Giving up is not an option. Does anyone have any advice on how to deal with her mum ?

Answer #1

udontneed2know -

Its me being a man in the first place is what is getting her in trouble. She knows I lvoe her daughter and I wont give up on her and that is why she is making her life a living hell with the constant abuse and threts.

I feelcrazy123 -

I’ve never met her and when I have spoken to her over the phone I have always been nice and respectful. I can deal with the pressure of the crazy mother inlaw, but I cant deal with seeing my baby upset everyday over it :(

  • to make matters worse, I just lost my job so moving out isnt an option at the moment.
Answer #2

This is a difficult one.

First let me ask how do you deal with her mother currently? That would help a lot in me being able to help you in how to deal with it (I’ve had my share of really difficult mother in laws.)
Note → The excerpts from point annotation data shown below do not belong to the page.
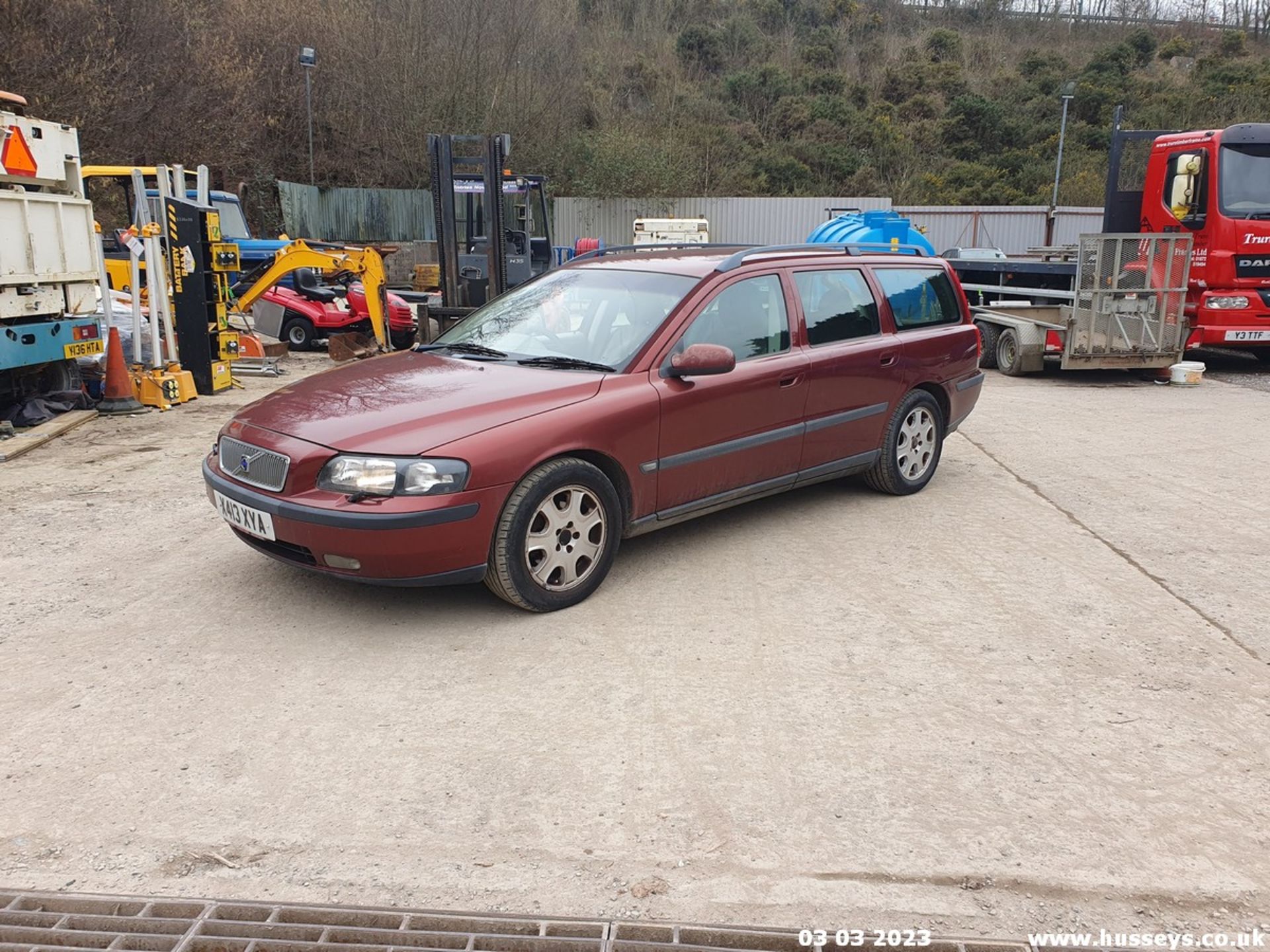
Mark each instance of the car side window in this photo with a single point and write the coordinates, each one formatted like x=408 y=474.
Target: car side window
x=748 y=317
x=919 y=298
x=837 y=305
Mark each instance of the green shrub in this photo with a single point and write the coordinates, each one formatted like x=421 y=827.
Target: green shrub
x=700 y=48
x=944 y=45
x=1176 y=46
x=1235 y=42
x=1143 y=42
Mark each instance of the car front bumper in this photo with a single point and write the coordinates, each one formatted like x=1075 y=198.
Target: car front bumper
x=446 y=545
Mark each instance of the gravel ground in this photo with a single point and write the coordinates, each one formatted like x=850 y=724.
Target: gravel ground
x=1032 y=697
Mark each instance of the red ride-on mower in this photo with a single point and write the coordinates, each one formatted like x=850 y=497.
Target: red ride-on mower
x=313 y=311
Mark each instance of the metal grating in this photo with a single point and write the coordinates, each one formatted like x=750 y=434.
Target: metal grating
x=63 y=922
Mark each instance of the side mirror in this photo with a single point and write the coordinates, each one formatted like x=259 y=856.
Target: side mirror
x=701 y=361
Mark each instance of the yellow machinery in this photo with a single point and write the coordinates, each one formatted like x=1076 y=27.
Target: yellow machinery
x=364 y=263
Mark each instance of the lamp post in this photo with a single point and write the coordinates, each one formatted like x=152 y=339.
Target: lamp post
x=309 y=63
x=1068 y=93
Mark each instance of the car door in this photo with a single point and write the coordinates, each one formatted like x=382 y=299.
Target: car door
x=737 y=432
x=855 y=371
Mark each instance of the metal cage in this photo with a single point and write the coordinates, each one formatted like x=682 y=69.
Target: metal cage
x=1130 y=294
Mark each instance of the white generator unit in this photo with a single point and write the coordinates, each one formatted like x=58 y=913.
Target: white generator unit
x=668 y=231
x=48 y=255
Best option is to ignore any comments and nasty snide remarks thrown your way and to suck up to the mother. Always be polite, please thank you, help out around the house when you are there. Dress conservatively in front of her mother, things like that. It might not be you, but you obviously care enough about your girlfriend to help her out.

I realise that you are in a strange predicament, because she doesn’t like you for a reason that you can’t and should be willing to change. But keep a low profile and don’t say anything negative in front her mother or towards her mother. That could put more pressure on her.

Answer #3

step up to her mom and say I like (or love) your daughter and she likes or loves me and we want to b together we go through some hard times but that will never seperate us and tell her all the sweet times you and your girl had together and all the rough times. plan this speach out carefully and if the mom interupts you say let me finish! step up to her and b a man. if your not sure with this then answer me back

Answer #4

I’ve never met her and when I have spoken to her over the phone I have always been nice and respectful. I can deal with the pressure of the crazy mother inlaw, but I cant deal with seeing my baby upset everyday over it sad

I suggest meeting her, not to talk about her behaviour, but just a normal meet the parents meeting. Oh and keep on being respectful. Don’t stand up to her or scream at her or be rude ever. That will make things worse. Sometimes these things take time. It took me about a year before I could get along with my boyfriend’s mother. She was extremely difficult.

Also if you can, make sure that you spend a lot of time with your girlfriend at her house. (no hugging or kissing though). I have a feeling that her mother feels threatened and is making an issue about the whole thing because she doesn’t know you and haven’t met you.

But in any case, keep on persisting with the yes, mam, amen mam. That should eventually work.